Yep...they are actually old enough to be weaned, I start separating mine at night at around 3 weeks of age and always provide good hay for them, once they have the want for grain at around 6 weeks, I feed kids theirs while still in the stall while I milk mom...and your mama should be in peak production at this point, separating for 10-12 hours will tell you exactly what her production is and her kids won't be "starving" because you do take from her...supply and demand, she'll replace whats taken. Have fun! Milking my does is one of my favorite "goaty" things to do.


----------



## Little Bit Ranch (Sep 14, 2011)

Thank You for your advice. I will separate them tonight and milk her in the morning. I've only had them a few days and I already love them. They just brighten up the place! Should I try to milk her all the way in the morning or leave a little? and when do you suggest I try weaning the babies. Thanks again


----------



## Little Bit Ranch (Sep 14, 2011)

Sorry, I guess I should say is it ok to let them continue to nurse or is it better I wean them now? Just not sure what would be better for the babies.

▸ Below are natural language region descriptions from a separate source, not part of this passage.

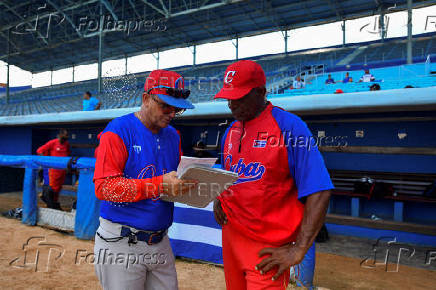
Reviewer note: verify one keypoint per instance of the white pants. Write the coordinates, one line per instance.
(120, 266)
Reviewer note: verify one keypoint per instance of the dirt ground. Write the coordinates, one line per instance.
(62, 268)
(69, 271)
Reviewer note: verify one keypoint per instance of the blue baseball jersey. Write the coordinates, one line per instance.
(148, 155)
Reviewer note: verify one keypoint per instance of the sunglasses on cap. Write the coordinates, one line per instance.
(167, 109)
(175, 93)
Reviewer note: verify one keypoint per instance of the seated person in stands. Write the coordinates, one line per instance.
(330, 80)
(367, 77)
(374, 87)
(90, 103)
(347, 78)
(298, 83)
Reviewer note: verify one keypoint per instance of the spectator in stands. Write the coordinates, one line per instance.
(90, 103)
(330, 80)
(374, 87)
(347, 78)
(298, 83)
(61, 148)
(367, 77)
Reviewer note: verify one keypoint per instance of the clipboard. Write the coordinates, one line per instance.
(212, 182)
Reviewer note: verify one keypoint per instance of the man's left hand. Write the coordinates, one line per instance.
(282, 258)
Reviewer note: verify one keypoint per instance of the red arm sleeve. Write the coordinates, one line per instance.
(110, 184)
(45, 149)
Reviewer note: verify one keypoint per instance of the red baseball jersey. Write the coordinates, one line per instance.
(278, 164)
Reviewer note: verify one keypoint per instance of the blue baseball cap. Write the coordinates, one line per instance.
(168, 86)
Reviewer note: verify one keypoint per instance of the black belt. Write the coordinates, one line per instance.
(150, 238)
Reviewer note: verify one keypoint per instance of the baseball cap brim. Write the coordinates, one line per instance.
(232, 93)
(176, 102)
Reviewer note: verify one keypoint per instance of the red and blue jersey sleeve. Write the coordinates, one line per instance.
(306, 164)
(110, 183)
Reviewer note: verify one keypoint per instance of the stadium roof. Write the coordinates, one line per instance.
(54, 34)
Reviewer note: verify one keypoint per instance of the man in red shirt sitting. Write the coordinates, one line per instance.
(61, 148)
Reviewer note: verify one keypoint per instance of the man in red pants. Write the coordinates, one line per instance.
(61, 148)
(272, 214)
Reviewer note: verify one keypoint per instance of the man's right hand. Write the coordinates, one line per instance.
(173, 186)
(218, 212)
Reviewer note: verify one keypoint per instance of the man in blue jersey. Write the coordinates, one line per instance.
(135, 163)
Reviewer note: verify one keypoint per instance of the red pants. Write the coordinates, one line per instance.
(56, 178)
(240, 255)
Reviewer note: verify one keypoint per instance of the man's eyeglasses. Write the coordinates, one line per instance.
(175, 93)
(167, 109)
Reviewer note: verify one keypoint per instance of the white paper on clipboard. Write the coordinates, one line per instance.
(212, 182)
(186, 161)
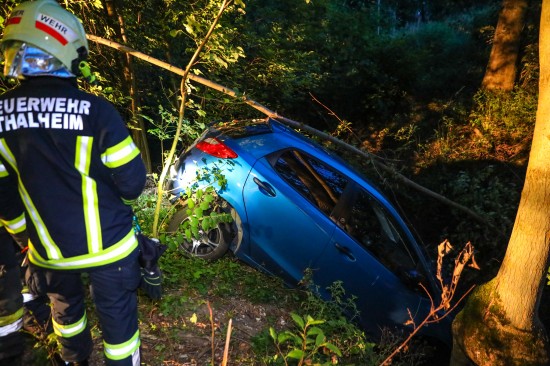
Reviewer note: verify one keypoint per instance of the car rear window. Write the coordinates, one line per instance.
(244, 128)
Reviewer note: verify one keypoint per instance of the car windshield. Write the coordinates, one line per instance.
(317, 182)
(243, 128)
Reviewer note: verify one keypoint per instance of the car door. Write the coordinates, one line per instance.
(370, 256)
(288, 202)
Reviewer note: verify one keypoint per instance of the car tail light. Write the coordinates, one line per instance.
(215, 147)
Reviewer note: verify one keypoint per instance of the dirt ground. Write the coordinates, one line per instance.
(191, 339)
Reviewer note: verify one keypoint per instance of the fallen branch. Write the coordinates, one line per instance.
(292, 123)
(448, 290)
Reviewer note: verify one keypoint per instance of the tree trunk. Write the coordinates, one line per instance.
(137, 125)
(502, 67)
(499, 324)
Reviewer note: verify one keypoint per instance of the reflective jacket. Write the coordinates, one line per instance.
(77, 171)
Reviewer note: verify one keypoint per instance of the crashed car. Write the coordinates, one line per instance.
(298, 207)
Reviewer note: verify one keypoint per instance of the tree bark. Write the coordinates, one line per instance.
(499, 324)
(502, 67)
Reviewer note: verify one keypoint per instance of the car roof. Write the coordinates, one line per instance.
(261, 137)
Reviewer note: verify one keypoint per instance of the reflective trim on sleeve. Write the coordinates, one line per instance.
(10, 319)
(3, 171)
(112, 254)
(89, 194)
(120, 154)
(128, 202)
(17, 225)
(47, 241)
(11, 328)
(70, 330)
(122, 350)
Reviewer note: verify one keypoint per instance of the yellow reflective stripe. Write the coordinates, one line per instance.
(122, 350)
(89, 194)
(120, 154)
(3, 171)
(70, 330)
(16, 225)
(50, 246)
(12, 318)
(112, 254)
(128, 202)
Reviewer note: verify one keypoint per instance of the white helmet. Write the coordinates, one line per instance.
(42, 38)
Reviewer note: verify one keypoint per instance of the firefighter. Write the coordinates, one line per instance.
(11, 303)
(77, 171)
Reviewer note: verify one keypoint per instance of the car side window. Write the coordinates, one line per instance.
(315, 180)
(371, 225)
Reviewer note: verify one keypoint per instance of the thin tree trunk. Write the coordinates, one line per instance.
(502, 67)
(137, 125)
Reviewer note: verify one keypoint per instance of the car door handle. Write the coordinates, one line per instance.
(345, 250)
(265, 187)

I bet weaning them is going to be a barrel of fun


----------



## freedomstarfarm (Mar 25, 2011)

Welcome :wave: 

If you want to keep up her milk supply milk her all the way out overtime. 
Congrats on your new goats! We would love to see photos!


----------



## milk and honey (Oct 31, 2010)

Congrats on your new goaties... I have 3 (waiting for my 4th) Nigies too! You're right.. they sure do brighten up the place! 
Cant wait to see yours!


----------



## milkmaid (Sep 15, 2010)

> Sorry, I guess I should say is it ok to let them continue to nurse or is it better I wean them now? Just not sure what would be better for the babies. I bet weaning them is going to be a barrel of fun


They should be fine if you wean them now, as long as they are readily eating solid food. But it wouldn't hurt anything to leave them on her now.
Congrats on your new goats!


----------



## ksalvagno (Oct 6, 2009)

Congratulations on your new purchase. If it hasn't even been a week since you brought them home, it wouldn't hurt to let them settle in a bit. Separating them at night should be fine. Sure they will be hungry, they are goats! :greengrin: But they certainly won't starve to death. I would probably leave them on mom for a while longer only because of new surroundings. I would also want to be sure that they are eating hay and grain well before weaning. Separating at night should help them to eat more grain and hay. They won't starve themselves.


----------



## Little Bit Ranch (Sep 14, 2011)

Thanks for all the help and advice.


----------



## luvmyherd (Apr 9, 2011)

I am glad you are enjoying your goats. They can be such a blessing.
I am never in a rush to wean babies. There are many reasons to wean or not depending on why you have them and if you want more milk for yourself. Just start a thread on it and you will get a rainbow of personal choices.
As for hungry babies in the morning; that is good because they will make sure she is empty and that will help her production.
Good luck and welcome. I just love The Goat Spot.


----------



## Little Bit Ranch (Sep 14, 2011)

I'm really new to this like almost a week new! I would like to get more milk but I don't need it. I have been getting a cup in the morning after seperating the babies at night. I just figured that it doesn't hurt anything if they nurse a couple more weeks and besides I don't know the first thing about weaning a baby yet!


----------



## Randi (Apr 22, 2011)

> I don't know the first thing about weaning a baby yet!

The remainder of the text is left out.